Il romanzo è ambientato in una piccola isola al largo dell’Irlanda, Levermoir.  Un luogo sperduto, popolato da famiglie di pescatori, ma con tutto il fascino e il mistero tipico di quei luoghi. Le innumerevoli descrizioni, l’ambientazione e l’atmosfera sono oltremodo coinvolgenti e fanno da cornice perfetta alla storia.

Il protagonista è Liam, orfano di madre e con un padre assente che, insieme ai suoi amici di sempre Midrius e Dotty, cerca di collegare eventi apparentemente distanti tra loro, nell’intento di svelare il mistero che si cela a Levermoir. Cosa sta succedendo alle persone dell’isola?
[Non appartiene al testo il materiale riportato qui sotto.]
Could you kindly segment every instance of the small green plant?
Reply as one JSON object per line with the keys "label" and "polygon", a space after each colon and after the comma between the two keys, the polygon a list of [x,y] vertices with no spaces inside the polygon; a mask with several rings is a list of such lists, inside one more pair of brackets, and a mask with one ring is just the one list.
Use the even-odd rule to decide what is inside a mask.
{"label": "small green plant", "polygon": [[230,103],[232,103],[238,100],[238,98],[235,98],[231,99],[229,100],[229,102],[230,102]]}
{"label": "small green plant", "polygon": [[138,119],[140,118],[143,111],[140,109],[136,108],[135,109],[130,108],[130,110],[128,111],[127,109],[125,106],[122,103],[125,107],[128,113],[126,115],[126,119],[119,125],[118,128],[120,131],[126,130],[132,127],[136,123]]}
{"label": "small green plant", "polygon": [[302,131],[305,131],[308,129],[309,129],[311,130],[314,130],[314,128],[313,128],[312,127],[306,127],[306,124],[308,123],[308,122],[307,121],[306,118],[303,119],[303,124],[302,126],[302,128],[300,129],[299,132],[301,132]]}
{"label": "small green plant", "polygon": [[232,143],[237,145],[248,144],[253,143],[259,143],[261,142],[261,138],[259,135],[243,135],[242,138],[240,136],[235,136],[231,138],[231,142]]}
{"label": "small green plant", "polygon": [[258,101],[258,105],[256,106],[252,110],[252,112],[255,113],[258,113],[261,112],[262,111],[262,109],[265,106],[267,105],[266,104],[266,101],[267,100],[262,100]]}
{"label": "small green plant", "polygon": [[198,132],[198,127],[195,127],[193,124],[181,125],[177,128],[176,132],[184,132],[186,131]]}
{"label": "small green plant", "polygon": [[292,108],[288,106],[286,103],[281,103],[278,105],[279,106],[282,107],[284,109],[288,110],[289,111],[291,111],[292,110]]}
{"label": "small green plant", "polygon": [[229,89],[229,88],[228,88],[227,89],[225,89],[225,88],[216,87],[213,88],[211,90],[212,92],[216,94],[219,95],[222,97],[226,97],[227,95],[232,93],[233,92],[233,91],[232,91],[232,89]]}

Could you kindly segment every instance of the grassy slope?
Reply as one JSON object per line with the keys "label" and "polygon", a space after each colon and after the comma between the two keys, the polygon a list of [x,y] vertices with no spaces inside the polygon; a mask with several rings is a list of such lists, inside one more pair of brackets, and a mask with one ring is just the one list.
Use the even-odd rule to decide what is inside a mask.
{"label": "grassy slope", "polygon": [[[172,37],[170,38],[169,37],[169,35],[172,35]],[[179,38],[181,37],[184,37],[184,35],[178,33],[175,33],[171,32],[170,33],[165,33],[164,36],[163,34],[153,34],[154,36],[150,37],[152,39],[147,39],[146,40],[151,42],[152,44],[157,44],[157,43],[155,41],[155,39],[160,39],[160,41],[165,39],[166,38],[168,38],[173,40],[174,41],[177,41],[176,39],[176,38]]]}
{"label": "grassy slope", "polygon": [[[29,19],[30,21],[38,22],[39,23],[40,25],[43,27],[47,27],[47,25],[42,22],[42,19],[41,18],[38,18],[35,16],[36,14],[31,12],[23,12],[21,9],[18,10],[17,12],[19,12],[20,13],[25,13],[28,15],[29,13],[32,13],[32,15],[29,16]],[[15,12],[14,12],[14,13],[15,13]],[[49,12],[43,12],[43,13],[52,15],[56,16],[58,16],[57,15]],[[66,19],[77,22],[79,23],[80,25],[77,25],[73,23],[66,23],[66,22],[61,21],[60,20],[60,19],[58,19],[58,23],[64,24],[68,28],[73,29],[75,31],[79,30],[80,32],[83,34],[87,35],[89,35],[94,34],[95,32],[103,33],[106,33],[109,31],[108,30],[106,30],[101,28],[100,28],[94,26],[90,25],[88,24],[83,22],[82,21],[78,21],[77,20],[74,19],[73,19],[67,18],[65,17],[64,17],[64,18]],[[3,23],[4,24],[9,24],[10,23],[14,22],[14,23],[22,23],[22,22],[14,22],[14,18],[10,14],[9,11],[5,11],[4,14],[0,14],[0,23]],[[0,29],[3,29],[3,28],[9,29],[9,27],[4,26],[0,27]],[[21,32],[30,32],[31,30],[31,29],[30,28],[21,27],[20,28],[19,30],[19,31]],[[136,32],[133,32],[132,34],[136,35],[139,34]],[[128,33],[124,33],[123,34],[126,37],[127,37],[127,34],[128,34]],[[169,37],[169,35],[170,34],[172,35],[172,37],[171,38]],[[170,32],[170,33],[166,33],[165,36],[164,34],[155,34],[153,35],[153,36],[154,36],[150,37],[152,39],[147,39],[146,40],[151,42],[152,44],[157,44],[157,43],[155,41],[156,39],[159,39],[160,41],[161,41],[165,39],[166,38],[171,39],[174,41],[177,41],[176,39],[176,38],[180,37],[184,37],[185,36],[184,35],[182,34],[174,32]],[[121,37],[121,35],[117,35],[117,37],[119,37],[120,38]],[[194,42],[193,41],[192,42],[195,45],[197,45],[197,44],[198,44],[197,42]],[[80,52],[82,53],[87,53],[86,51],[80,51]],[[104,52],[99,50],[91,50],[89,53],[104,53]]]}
Cosa rappresentano le pietre che vengono ritrovate senza apparente motivo, in occasione di eventi tragici che inspiegabilmente accadono?

Il tema di fondo che affianca la narrazione avventurosa è quello dell’amicizia, raccontata con cuore e passione. E forse è proprio il legame tra i tre ragazzi che permette loro di vedere, o perlomeno percepire, ciò che pare invisibile agli occhi degli adulti. Tematica questa certamente non nuova (la sua rappresentazione massima si trova in “IT” di Stephen King), ma che dona forza al racconto. Originale e riuscita l’idea di modificare più volte la figura del narratore; ciò permette di fornire maggiori dettagli alla storia e di arricchirla di nuovi personaggi, rivelandola lentamente,  passo dopo passo. Un libro molto ben scritto, curato in ogni descrizione, che consiglierei a ogni adolescente appassionato di leggende e tradizioni di paesi lontani e che abbia voglia di avventura, senza timore dell’ignoto e della magia.